Instead, she committed herself to an impossibility; that she as governor and mother still finds the time to read the papers for several hours per day.

Two last points:  First:  Once again we see in Palin someone willing to lie at any moment to reinforce the image she or her handlers think she needs to display.  I know that what you have just read is overkill — but there is something about the contempt in which Palin and her keepers hold their audience that makes me want to stomp each moment of stupidity until its cries “uncle.”

Second:  The running scream of this blog is that simple quantification exercises are essential for making sense of the world around us.  Journalists and everyone need to count.  I know that Fox News is not a journalistic enterprise; it’s Pravda with better graphics.  But as I hope the above back of the envelope exercise suggests, it would help the rest of us a great deal if we turned the niggling feeling, “but-does-it-make-sense,” into a reflex animated by a habit of quantification, approximation and inquiry.  Here the lesson endeth.

Image:  Johnny Automatic Children Reading Newspaper.  Source:

Numbers are Fun: McCain/Palin Bankrupts America edition.

September 9, 2008

Josh Marshall notes today that the weight of lies coming from the McCain campaign around their choice of teh-worst-Vice-Presidential-nominee-evah ™ is beginning to bear down to the point where even such rabid running dogs of the liberal media elite ™ as Fox News and the Fournier-burdened AP are taking note.

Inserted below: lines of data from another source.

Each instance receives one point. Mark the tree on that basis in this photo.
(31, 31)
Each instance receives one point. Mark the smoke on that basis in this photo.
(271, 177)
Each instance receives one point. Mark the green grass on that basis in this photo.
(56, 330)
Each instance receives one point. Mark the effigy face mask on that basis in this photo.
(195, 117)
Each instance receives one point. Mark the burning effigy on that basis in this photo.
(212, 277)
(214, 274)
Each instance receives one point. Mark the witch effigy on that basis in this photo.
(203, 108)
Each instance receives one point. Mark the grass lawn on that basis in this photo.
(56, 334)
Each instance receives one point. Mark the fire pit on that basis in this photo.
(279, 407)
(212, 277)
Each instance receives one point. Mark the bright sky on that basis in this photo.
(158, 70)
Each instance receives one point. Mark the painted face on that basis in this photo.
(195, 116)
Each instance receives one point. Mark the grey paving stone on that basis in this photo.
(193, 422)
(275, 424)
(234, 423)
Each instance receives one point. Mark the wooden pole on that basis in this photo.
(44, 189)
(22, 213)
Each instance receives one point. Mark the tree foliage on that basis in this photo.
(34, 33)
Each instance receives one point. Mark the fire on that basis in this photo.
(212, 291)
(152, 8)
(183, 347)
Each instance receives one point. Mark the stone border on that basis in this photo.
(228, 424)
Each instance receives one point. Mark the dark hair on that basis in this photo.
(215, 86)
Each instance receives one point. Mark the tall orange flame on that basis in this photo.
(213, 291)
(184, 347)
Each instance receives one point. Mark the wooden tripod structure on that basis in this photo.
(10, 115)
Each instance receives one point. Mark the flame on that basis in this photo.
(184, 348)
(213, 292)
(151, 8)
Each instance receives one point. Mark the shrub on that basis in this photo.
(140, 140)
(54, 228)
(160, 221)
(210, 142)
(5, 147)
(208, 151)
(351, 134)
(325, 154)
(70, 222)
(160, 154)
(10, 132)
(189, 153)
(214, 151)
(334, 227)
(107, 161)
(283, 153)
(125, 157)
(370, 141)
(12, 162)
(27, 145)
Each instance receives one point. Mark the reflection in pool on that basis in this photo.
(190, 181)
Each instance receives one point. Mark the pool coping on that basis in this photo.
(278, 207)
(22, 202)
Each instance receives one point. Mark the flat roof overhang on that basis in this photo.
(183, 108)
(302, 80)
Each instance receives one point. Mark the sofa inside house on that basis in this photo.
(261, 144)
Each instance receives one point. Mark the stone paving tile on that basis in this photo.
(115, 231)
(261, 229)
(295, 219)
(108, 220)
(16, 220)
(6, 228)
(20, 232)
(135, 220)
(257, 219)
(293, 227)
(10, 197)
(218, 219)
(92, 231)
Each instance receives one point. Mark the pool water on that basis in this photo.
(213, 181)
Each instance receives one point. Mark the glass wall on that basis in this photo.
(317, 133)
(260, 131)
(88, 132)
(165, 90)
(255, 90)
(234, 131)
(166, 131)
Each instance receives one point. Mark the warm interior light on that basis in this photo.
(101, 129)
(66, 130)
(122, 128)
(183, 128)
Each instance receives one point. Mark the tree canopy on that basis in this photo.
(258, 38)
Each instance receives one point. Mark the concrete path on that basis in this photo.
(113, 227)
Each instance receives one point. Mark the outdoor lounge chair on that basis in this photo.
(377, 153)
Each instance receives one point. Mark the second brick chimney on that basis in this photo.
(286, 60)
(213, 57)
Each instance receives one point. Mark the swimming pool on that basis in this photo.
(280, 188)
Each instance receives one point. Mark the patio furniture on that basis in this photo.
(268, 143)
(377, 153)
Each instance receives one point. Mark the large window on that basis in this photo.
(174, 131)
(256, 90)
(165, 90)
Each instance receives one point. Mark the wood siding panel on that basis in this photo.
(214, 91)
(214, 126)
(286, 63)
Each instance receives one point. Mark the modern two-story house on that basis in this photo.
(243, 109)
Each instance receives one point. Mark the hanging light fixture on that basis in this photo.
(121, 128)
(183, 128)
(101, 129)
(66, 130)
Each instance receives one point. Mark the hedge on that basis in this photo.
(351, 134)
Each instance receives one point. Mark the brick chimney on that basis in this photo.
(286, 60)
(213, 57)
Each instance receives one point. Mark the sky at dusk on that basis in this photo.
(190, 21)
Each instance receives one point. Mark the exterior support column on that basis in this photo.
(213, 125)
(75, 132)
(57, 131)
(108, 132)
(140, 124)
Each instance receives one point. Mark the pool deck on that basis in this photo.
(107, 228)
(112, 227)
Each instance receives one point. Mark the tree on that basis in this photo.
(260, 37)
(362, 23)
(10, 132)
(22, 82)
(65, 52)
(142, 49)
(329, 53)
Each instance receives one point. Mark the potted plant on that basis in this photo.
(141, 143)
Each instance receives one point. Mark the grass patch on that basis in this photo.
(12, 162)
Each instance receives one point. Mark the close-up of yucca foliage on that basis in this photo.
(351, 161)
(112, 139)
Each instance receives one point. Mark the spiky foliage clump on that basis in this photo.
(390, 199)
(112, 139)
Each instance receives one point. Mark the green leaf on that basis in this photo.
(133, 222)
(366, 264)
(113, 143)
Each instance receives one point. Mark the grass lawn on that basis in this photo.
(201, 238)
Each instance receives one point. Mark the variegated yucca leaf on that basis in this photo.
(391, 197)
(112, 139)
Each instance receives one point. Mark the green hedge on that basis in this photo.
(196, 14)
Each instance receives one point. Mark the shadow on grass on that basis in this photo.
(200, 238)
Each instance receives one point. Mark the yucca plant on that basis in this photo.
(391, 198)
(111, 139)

So far press attention is focusing on the Bridge to Nowhere deceit that has been part of the New Improved Palin marketing campaign since day one — and more power to that story, as it strikes to the twin cores of the GOP claim on this election:  that John McCain and Sarah Palin are honest, incorruptible; and that they are agents of change primed to upset business as usual.  Begging for money, lying about it, and then keeping the cash once the project is cancelled doesn’t do wonders for such an image.

But just to make sure we don’t lose sight of the larger picture, which is that  Palin has been a disaster at each level of government she has so far attained — and hence that her choice by John McCain represents a truly telling indication of what a McCain administration might do to the American people.  It ain’t pretty.

Today’s demonstration of that claim comes from Palin’s mismanagement of the one significant public works performed in Wasilla, AK, during her tenure as mayor.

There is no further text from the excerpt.